Consuelo Jimenez Underwood's textile works are display at the Nevada Museum of Art.

Photo/Josie Luciano

Consuelo Jimenez Underwood's exhibit, Mothers—The Art of Seeing, is on display at the Nevada Museum of Art through May 3. For more information, visit www.nevadaart.org.

“I want to show the rage of the land,” said Consuelo Jimenez Underwood.

From a distance, her art is a thing of beauty.
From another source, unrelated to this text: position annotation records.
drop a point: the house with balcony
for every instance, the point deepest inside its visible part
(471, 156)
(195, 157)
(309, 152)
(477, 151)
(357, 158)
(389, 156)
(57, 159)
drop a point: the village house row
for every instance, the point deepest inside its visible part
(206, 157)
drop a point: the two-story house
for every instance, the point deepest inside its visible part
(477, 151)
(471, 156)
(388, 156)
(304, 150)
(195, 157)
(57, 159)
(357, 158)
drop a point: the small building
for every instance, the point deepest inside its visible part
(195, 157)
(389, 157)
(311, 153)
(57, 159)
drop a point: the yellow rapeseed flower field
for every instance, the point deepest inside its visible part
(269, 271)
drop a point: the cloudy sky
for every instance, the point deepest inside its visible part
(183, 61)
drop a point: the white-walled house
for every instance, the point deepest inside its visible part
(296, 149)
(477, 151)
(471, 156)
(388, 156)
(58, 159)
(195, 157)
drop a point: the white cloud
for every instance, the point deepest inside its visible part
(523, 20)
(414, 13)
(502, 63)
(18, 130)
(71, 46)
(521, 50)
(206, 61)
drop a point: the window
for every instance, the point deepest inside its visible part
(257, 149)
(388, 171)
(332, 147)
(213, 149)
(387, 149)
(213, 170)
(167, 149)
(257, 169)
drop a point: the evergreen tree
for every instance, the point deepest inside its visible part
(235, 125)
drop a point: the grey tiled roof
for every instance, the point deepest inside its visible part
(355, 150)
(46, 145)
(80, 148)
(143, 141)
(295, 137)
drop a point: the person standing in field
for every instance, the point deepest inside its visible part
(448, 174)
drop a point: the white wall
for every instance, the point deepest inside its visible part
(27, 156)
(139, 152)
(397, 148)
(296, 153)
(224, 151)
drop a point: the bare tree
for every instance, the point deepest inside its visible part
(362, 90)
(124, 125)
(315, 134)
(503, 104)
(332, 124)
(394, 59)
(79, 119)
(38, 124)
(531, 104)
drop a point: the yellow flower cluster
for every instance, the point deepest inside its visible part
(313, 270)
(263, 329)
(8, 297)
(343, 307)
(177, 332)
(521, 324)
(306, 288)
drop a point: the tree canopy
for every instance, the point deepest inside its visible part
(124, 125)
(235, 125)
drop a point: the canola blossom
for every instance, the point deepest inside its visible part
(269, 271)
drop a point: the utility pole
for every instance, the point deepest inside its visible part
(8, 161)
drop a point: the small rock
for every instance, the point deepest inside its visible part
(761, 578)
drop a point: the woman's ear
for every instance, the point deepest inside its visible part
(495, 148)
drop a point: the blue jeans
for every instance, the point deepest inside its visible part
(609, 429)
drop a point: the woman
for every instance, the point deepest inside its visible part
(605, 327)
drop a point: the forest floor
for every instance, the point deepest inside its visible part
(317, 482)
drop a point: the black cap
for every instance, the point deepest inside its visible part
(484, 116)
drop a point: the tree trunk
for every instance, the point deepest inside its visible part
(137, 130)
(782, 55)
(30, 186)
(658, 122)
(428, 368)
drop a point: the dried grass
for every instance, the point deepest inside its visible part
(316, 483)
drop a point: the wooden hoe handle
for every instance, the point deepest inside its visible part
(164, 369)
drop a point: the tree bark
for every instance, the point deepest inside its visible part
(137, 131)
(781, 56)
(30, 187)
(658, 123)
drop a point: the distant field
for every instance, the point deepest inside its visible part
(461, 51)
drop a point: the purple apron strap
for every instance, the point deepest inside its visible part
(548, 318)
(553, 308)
But under the surface, the artist’s murals, quilts and woven rebozos belie the cultural agitation and environmental consequences that come with imposed borders.
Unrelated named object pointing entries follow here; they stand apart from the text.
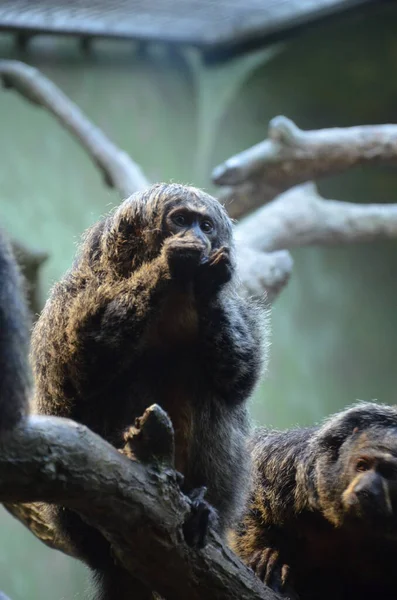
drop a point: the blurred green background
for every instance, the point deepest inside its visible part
(333, 327)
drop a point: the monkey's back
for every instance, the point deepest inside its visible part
(326, 562)
(210, 438)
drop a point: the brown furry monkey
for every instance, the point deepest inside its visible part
(150, 312)
(322, 517)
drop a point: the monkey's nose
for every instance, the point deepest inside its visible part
(373, 495)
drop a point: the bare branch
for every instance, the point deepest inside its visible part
(33, 516)
(138, 507)
(118, 168)
(301, 217)
(292, 156)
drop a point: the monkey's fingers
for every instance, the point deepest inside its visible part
(285, 575)
(202, 518)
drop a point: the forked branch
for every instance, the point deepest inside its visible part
(119, 170)
(138, 506)
(291, 155)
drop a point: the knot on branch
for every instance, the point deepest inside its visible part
(283, 130)
(151, 438)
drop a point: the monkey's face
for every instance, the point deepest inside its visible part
(365, 480)
(193, 222)
(144, 221)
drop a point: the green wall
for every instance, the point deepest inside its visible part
(333, 328)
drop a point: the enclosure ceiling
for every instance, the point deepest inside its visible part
(210, 24)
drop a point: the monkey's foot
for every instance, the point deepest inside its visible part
(269, 567)
(202, 517)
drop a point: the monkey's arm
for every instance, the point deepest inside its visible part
(231, 346)
(94, 330)
(267, 537)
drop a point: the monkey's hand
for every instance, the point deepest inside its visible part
(183, 256)
(269, 567)
(202, 518)
(214, 272)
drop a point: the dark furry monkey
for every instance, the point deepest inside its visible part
(322, 518)
(150, 312)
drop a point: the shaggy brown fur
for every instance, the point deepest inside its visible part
(150, 312)
(322, 516)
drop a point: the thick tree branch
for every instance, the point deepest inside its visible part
(138, 507)
(118, 168)
(301, 217)
(291, 155)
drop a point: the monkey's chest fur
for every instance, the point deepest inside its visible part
(172, 356)
(170, 369)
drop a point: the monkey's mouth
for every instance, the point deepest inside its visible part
(370, 508)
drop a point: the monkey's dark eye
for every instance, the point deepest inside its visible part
(179, 220)
(206, 226)
(362, 465)
(387, 470)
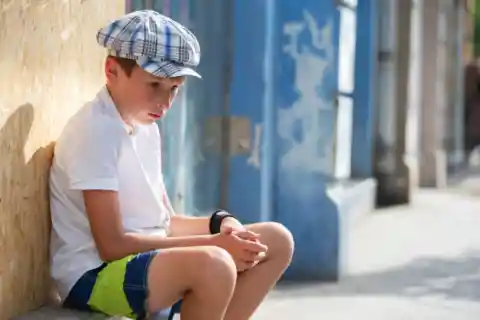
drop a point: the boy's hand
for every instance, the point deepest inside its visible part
(245, 252)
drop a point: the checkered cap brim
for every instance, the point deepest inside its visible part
(160, 45)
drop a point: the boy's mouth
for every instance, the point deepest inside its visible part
(155, 115)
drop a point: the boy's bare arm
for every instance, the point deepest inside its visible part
(113, 242)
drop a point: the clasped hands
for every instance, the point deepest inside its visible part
(243, 245)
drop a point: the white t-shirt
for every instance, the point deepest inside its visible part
(95, 151)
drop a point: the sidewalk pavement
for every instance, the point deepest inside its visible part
(417, 262)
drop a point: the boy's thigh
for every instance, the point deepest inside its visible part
(117, 288)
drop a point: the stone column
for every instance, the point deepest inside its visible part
(394, 43)
(432, 171)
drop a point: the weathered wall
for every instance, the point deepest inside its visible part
(50, 65)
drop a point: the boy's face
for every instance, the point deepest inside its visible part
(144, 97)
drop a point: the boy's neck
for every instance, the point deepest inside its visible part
(122, 110)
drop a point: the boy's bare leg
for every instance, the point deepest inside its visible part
(253, 285)
(204, 276)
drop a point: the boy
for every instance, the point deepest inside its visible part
(117, 246)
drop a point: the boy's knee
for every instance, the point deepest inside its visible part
(215, 263)
(280, 240)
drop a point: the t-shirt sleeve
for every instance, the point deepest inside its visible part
(93, 162)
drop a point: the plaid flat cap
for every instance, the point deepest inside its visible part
(160, 45)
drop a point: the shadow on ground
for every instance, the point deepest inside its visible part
(455, 279)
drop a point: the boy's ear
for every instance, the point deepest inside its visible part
(111, 68)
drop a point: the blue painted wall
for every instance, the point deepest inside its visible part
(275, 63)
(285, 80)
(364, 94)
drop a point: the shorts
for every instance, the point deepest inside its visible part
(117, 288)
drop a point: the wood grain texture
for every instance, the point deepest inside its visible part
(50, 65)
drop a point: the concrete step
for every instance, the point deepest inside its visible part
(57, 313)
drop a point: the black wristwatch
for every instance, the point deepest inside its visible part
(216, 220)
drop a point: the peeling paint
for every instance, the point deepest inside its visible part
(306, 127)
(254, 158)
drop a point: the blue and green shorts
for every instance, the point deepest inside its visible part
(117, 288)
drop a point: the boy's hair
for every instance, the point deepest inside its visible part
(127, 65)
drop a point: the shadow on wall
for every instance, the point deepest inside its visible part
(24, 219)
(455, 278)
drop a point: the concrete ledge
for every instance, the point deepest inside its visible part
(57, 313)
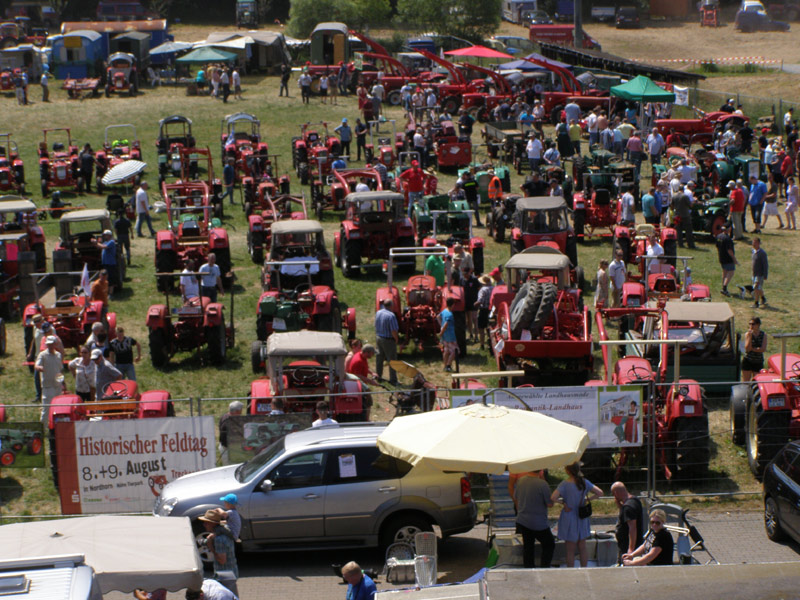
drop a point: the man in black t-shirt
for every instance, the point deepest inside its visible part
(630, 528)
(122, 347)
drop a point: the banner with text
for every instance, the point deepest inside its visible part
(122, 465)
(612, 415)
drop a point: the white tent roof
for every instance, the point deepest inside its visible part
(121, 550)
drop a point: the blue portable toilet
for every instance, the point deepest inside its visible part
(77, 54)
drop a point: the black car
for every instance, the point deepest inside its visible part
(627, 16)
(782, 494)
As an immigrant who spent her childhood on both sides of the U.S.-Mexican border, Underwood grew up crossing the country line on a daily basis to attend school in the states, travel back to her home in Mexico, and straddle the then-invisible boundary to pick seasonal crops with her family.

Now in her 60s, Underwood debuts her first museum exhibit in this state at the Nevada Museum of Art, using textiles to turn the borderlands of her childhood into conceptual spaces where questions about identity, disinheritance and ecological regeneration can take root.

In her mural “Mountain Mama Borderline Blues,” the artist depicts the 1,950-mile-long boundary between Mexico and the U.S. with a jagged red line. This line is set against a backdrop of the Sierra Nevada range, showing that the reach of the wall extends far beyond the states that border Mexico. Giant cloth flowers sprout to the North and South, representing the “undocumented flowers that grow on both sides.” To Underwood, these flowers are the young people, “the ones who are going to inherit the desert; the ones who are going to inherit the heat that we are creating.”

This environmental devastation is an often overlooked consequence of the boundary. Kim Vacariu, Western Director of the Wildlands Network, points out the impacts that borderlands fragmentation have on native wildlife and people, “When [countries] build walls, they do not pay attention to the arroyos, washes, and streams, so when it rains the washes fill up and divert water from natural watersheds.” It is all too common to see migratory corridors and towns split by the wall, causing a loss of diversity for animal populations and flooding in human communities.

Beyond the scars on the land, Underwood captures the cultural fallout of the border with one iconic image that is repeated throughout several pieces in the exhibit. The image is that of the “border crossing sign” that dotted the highways of San Diego in the late 1970s. Resembling an animal-crossing marker, the graphic depicts the silhouettes of a father, mother, and child running across the street. In her piece “See Jane Run,” Underwood screenprints this image onto 120 pieces of cutout clothing, paying homage to the unidentified illegals who were killed while crossing highways during immigration.

In another textile, called “Run Jane Run,” Underwood appropriates the crossing sign image into a woven wall hanging, using construction tape and barbed wire alongside traditional fibers to create a life-size warning that simply reads, “CAUTION.”

The rage of the land is a bit more subdued in Underwood’s hybrid flags. Created by superimposing the U.S. stars and stripes over the Mexican flag, stitch by stitch, these flags portray a dual identity that is both visually confusing and plainly beautiful as it hangs on the white gallery wall.

Underwood is well aware of the tendency to downplay traditional weaving, but has come to terms with her role in the borderlands issue.

“I just want to be a footnote,” she said. “I just want to be the person who said something with thread in the Southwest about the land.”